Articles et rapports

mars 2012 :
Vers une intégration politique et économique de l’Eurozone

Contribution au dossier de la revue L’ENA hors les murs "Réflexions sur la crise"

Malgré des progrès institutionnels importants comme la création d’un système de supervision financière, d’un mécanisme de solidarité, et d’un Semestre européen pour le renforcement des coordinations, la gouvernance de l’Union européenne reste bien trop faible. Les Etats sont divisés et l’Union ne sait pas recréer une perspective de croissance durable, les clivages et antagonismes entre les champions de la méthode communautaire et ceux de la méthode intergouvernementale nous empoisonnent.

Selon les conceptions anciennes du fédéralisme, l’Union monétaire allait entraîner une intégration économique qui elle-même conduirait à l’Union politique. Illusion : l’intégration économique s’est interrompue et la désintégration menace l’euro. Les réalités obligent à renverser la séquence. Une intégration politique est nécessaire pour relancer l’intégration économique et permettre la viabilité de l’Union monétaire.

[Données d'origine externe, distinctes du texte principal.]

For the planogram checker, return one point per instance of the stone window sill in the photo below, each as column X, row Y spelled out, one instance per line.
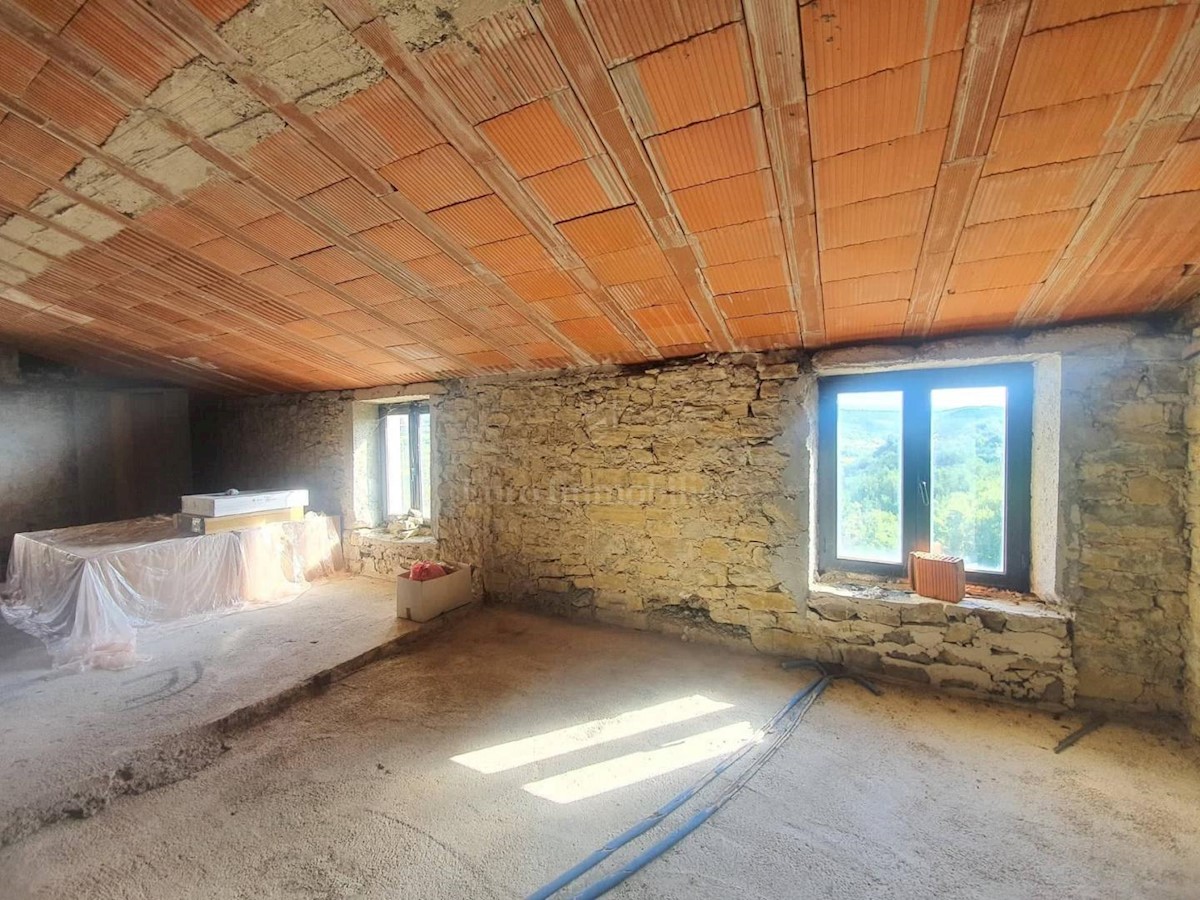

Un mandat à la mesure du défi

Un diagnostic rigoureux et partagé des conditions à réunir pour sortir de la crise de l’Eurozone est indispensable. Un processus de désendettement, non pas seulement public mais plus encore privé, est nécessaire (la dette privée dans la zone euro a dépassé 280% du PIB en 2010, la dette publique 80%). Or ce processus est à peine démarré ; il sera douloureux et si l’économie stagne, la paupérisation est inévitable. Les pays membres sont inégalement placés pour faire face : l’Allemagne et d’autres ont réussi à défendre et promouvoir leurs industries, tandis que d’autres pays sont victimes de désindustrialisation. Il y a plus de cinquante ans, l’économiste et prix Nobel canadien Robert Mundell démontrait qu’une Union monétaire n’est viable que si des transferts importants sont consentis en faveur des régions à faible compétitivité et si les travailleurs de territoires victimes d’un chômage massif peuvent être mobiles, le marché du travail étant organisé de façon à ce qu’ils puissent trouver un emploi ailleurs. Ces deux conditions ne sont nullement réalisées actuellement dans l’UEM. Actualisant ces travaux, Michel Aglietta montre qu’il faut aujourd’hui bâtir une Union de transferts et grâce à une capacité réelle de politique économique actuelle, inverser les tendances à la polarisation/déterritorialisation des industries en Europe.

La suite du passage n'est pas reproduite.